To further modify cutin composition, we investigated the possibility that new acyl chains could be incorporated into cutin by overexpressing enzymes of suberin biosynthesis. Previous work showed that ectopic overexpression of the suberin-associated GPAT5 acyltransferase alone in Arabidopsis stems and leaves did not produce changes in cutin but instead caused accumulation of very long-chain fatty acid-containing monoacylglycerols in the cuticular waxes (18). The novel surface monoacylglycerols formed by GPAT5 ectopic expression might be potential components of cutin polyesters except that they lack the ω-functional group characteristic of cutin and suberin monomers. We reasoned that their incorporation into polyesters may require the coexpression of a specific isoform of fatty acid ω-oxidase normally expressed in roots, which would add hydroxyl and/or carboxyl groups to the terminal position of acyl chains. Members of the CYP86A family of cytochrome P450 monooxygenases are known to be fatty acyl oxidases involved in the synthesis of cutin (13) or essential for cuticle formation (27). Based on preferential expression in roots and seeds (28) and strong transcript coexpression under various conditions (29, 30), we identified Arabidopsis CYP86A1 (At5g58860) as an enzyme potentially involved with GPAT5 in lipid polyester synthesis. Also, the recent transcriptome analysis of cork phelloderm (16) identified homologs with close similarity to CYP86A1, rather than other members of this P450 subfamily, supporting the association of CYP86A1 with suberin biosynthesis. In vitro fatty acid ω-oxidase activity has also been detected for recombinant CYP86A1 expressed in yeast (31). The importance of CYP86A1 for accumulation of oxidized fatty acids in suberin was confirmed by the chemical analysis of suberin in roots that showed a 50–75% reduction in several ω-oxidized monomers including 16- and 18-carbon dicarboxylic acids (SI Fig. 12).
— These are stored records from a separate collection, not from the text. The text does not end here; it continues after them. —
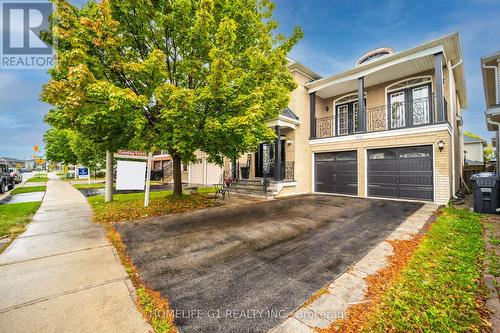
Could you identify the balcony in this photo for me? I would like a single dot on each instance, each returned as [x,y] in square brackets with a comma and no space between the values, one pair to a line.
[398,115]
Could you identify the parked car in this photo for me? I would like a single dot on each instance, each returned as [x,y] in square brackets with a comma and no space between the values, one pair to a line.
[16,174]
[6,181]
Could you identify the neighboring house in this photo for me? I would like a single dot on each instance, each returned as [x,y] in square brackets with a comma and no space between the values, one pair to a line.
[490,66]
[473,150]
[389,127]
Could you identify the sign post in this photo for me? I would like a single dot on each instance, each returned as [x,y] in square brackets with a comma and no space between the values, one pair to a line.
[148,179]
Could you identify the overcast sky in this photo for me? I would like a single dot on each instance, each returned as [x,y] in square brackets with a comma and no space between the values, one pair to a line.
[336,33]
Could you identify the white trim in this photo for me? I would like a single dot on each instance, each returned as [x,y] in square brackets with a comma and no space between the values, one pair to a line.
[384,134]
[356,75]
[301,72]
[313,179]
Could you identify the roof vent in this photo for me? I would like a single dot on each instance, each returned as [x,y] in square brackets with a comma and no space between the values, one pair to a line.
[374,54]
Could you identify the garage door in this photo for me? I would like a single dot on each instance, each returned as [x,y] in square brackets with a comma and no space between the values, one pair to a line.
[336,172]
[404,173]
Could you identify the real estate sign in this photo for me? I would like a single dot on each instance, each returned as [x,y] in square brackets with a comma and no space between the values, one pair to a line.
[83,173]
[130,175]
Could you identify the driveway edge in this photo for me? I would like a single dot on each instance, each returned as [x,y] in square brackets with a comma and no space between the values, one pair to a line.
[349,288]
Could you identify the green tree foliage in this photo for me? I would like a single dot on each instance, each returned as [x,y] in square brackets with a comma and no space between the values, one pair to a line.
[57,146]
[175,75]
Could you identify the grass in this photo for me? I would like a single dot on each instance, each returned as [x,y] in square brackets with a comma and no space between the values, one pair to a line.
[440,290]
[14,217]
[19,190]
[38,179]
[131,206]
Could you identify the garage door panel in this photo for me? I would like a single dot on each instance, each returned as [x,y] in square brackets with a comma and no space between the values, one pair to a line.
[416,193]
[336,173]
[382,191]
[405,173]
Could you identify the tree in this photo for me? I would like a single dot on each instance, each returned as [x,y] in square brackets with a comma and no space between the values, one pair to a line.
[57,146]
[87,152]
[175,75]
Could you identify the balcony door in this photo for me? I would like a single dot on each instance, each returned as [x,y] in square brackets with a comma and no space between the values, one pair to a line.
[410,107]
[347,118]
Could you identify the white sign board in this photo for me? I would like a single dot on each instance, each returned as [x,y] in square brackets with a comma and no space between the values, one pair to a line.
[130,175]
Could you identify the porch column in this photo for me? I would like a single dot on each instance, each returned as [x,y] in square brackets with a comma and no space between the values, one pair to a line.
[312,114]
[234,169]
[361,105]
[438,71]
[277,154]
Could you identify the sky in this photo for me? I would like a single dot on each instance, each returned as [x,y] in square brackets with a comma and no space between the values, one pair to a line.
[336,33]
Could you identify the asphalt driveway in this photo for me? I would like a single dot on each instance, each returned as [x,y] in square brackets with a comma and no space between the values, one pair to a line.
[244,269]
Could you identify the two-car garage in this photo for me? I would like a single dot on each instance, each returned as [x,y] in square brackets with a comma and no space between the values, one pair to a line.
[401,173]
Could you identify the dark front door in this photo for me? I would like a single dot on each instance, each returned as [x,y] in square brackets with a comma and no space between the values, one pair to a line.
[336,172]
[405,173]
[264,159]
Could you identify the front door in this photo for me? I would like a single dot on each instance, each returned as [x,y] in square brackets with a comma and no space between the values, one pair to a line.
[264,159]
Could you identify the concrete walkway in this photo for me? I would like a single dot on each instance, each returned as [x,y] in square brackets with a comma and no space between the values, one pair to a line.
[63,275]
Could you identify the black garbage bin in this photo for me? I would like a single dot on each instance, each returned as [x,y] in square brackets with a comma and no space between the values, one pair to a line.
[486,186]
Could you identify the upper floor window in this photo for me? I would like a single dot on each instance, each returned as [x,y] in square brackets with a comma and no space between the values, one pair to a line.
[410,102]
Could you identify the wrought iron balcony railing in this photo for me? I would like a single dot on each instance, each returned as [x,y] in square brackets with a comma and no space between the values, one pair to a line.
[405,114]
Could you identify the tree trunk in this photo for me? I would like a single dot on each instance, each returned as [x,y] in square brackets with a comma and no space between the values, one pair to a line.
[177,175]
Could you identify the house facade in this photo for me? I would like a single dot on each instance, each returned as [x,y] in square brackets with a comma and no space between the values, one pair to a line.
[490,66]
[389,127]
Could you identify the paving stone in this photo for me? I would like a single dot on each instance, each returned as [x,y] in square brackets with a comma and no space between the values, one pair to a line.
[349,288]
[376,259]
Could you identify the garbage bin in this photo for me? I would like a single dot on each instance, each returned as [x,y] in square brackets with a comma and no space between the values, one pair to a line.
[486,186]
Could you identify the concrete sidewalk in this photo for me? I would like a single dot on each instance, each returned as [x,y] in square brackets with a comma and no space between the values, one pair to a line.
[63,275]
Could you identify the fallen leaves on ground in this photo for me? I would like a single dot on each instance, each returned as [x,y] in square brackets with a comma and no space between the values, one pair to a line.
[134,209]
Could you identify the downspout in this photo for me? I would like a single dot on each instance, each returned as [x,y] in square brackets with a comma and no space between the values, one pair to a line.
[497,91]
[497,99]
[497,124]
[451,78]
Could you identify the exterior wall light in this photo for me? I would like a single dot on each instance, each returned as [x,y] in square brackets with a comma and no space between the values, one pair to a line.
[441,145]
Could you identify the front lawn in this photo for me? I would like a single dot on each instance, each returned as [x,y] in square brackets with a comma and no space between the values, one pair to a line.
[38,179]
[131,206]
[14,217]
[440,290]
[29,189]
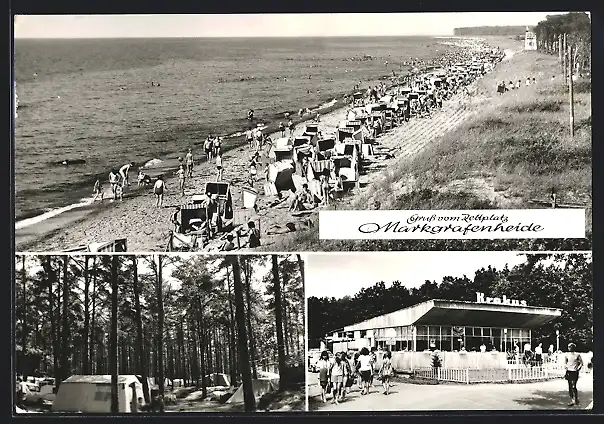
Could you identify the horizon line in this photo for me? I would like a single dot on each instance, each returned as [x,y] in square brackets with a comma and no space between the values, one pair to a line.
[244,36]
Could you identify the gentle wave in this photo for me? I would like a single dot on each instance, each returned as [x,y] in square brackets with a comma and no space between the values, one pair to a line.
[51,214]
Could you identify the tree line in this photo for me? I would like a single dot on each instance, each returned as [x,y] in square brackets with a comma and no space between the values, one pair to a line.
[556,281]
[120,315]
[577,27]
[490,30]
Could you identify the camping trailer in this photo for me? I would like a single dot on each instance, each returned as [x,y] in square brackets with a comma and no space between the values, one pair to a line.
[92,394]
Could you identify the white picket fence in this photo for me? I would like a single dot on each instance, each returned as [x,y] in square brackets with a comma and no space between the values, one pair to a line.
[445,374]
[510,374]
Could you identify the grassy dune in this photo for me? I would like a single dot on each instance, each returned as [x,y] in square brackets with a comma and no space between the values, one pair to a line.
[515,149]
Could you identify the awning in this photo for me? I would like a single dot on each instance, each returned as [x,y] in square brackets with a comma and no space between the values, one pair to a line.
[460,313]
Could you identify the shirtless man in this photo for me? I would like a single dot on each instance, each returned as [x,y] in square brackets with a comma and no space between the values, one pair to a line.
[124,170]
[98,190]
[113,180]
[189,163]
[158,190]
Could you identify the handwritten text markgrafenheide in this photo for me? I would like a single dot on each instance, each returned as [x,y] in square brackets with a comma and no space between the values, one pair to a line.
[397,227]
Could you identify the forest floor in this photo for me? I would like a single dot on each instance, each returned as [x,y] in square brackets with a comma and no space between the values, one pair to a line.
[287,400]
[407,395]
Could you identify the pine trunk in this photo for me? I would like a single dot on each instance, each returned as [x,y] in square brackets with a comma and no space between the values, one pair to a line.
[246,374]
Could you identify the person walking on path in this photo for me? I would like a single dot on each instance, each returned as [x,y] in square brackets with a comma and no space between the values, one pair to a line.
[348,375]
[337,372]
[539,354]
[573,364]
[386,371]
[373,357]
[365,368]
[323,365]
[158,190]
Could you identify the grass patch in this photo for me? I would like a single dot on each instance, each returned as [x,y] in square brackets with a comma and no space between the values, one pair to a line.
[541,105]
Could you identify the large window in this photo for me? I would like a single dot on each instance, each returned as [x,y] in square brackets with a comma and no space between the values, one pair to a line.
[451,338]
[394,338]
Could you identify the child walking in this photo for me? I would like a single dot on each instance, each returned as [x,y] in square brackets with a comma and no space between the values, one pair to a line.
[386,371]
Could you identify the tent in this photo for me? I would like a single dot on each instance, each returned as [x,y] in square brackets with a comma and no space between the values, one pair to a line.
[92,393]
[260,387]
[280,174]
[217,379]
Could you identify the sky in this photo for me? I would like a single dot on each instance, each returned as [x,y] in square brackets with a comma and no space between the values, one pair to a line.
[339,275]
[263,25]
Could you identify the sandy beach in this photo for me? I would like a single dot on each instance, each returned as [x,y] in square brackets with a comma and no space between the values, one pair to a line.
[147,227]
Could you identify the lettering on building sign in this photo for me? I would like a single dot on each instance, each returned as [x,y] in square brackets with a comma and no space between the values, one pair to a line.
[481,298]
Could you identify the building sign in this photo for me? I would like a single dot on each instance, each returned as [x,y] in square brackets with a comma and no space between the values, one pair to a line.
[481,298]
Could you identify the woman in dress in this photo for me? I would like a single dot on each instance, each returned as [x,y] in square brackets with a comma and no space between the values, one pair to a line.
[323,366]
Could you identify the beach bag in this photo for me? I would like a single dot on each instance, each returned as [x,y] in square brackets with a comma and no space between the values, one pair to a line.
[387,370]
[350,381]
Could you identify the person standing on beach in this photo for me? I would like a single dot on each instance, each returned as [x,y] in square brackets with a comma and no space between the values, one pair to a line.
[114,179]
[158,190]
[98,190]
[573,364]
[181,179]
[253,235]
[249,137]
[219,166]
[189,163]
[207,147]
[217,146]
[124,171]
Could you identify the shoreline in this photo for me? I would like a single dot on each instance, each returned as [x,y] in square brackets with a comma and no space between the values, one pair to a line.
[46,234]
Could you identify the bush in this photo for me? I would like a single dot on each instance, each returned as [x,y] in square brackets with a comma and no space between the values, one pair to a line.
[436,361]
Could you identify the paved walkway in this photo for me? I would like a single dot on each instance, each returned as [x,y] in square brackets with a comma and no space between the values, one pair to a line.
[547,395]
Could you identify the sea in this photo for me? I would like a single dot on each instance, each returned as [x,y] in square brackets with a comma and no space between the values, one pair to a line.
[108,102]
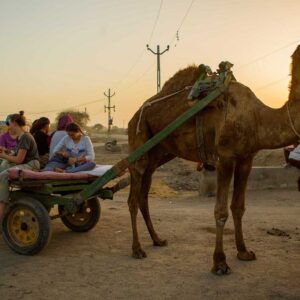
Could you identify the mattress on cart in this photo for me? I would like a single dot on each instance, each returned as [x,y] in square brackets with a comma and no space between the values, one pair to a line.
[17,174]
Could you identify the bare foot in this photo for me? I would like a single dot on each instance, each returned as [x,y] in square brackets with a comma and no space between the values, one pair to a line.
[59,170]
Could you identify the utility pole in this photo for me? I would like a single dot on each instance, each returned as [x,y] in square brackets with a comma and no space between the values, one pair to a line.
[109,107]
[158,54]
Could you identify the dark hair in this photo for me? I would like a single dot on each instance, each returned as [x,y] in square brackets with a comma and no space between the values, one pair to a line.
[39,124]
[64,121]
[73,127]
[18,118]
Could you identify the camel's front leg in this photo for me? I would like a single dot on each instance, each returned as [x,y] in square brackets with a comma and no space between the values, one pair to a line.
[135,189]
[225,170]
[242,171]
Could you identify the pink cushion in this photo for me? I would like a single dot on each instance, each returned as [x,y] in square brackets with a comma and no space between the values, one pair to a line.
[16,174]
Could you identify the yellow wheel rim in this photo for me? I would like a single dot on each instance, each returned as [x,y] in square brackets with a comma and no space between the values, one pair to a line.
[23,226]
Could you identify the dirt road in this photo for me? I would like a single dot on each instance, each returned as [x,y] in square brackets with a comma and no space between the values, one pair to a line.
[98,265]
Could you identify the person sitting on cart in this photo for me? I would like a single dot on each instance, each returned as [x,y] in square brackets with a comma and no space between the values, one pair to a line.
[60,132]
[25,156]
[8,140]
[75,149]
[39,130]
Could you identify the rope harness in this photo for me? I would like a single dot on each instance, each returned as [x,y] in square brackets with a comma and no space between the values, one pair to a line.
[148,104]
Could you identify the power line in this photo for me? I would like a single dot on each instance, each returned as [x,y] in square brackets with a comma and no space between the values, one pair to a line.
[109,107]
[175,37]
[272,83]
[182,21]
[158,54]
[156,21]
[60,109]
[267,54]
[143,50]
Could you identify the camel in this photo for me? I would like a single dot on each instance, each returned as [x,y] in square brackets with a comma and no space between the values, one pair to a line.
[236,126]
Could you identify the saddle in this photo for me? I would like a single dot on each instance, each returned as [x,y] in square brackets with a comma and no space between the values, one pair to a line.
[207,80]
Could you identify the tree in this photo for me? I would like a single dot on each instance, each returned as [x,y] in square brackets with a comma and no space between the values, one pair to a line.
[79,117]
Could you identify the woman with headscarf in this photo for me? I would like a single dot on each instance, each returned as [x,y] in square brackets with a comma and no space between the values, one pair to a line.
[25,156]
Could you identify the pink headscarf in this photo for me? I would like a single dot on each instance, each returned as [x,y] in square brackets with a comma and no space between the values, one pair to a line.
[64,121]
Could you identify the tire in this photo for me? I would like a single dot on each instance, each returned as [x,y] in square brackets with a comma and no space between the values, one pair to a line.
[26,226]
[85,219]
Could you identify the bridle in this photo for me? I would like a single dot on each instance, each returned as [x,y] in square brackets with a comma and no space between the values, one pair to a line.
[291,122]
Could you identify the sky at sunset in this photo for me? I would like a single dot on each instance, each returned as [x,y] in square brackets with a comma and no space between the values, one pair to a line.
[57,55]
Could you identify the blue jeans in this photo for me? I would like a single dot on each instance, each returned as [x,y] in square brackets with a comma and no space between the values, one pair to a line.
[55,162]
[87,166]
[61,163]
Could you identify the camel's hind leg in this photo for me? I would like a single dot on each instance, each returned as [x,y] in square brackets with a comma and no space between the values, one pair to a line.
[225,171]
[242,171]
[154,162]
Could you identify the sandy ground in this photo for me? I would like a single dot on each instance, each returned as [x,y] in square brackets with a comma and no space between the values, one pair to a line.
[98,264]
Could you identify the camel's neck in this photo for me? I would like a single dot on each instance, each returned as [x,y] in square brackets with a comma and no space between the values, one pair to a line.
[295,80]
[274,127]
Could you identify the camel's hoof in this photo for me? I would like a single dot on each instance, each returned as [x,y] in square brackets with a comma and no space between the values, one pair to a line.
[139,254]
[221,269]
[160,243]
[246,255]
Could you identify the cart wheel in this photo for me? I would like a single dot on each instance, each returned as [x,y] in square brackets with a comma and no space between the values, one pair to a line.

The ectopic overexpression of CYP86A1 alone did not result in changes in cutin, nor in soluble lipids. But strikingly, the cooverexpression of CYP86A1 together with the acyltransferase GPAT5 resulted in an 80% increase in total lipid polyester content together with the appearance of very long-chain (C20-C22) fatty hydroxyacids and diacids that are typical of suberin (1) (Fig. 2B), as well as several-fold increases in C16:0 and C18:0 dicarboxylic acids. Peeling and analyzing the stem epidermal layer demonstrated that >90% of the new polyester monomers produced by ectopic coexpression of GPAT5 and CYP86A1 were present in the epidermis (SI Fig. 13).
Changes in Cutin Composition Affect Cuticle Structure and Function.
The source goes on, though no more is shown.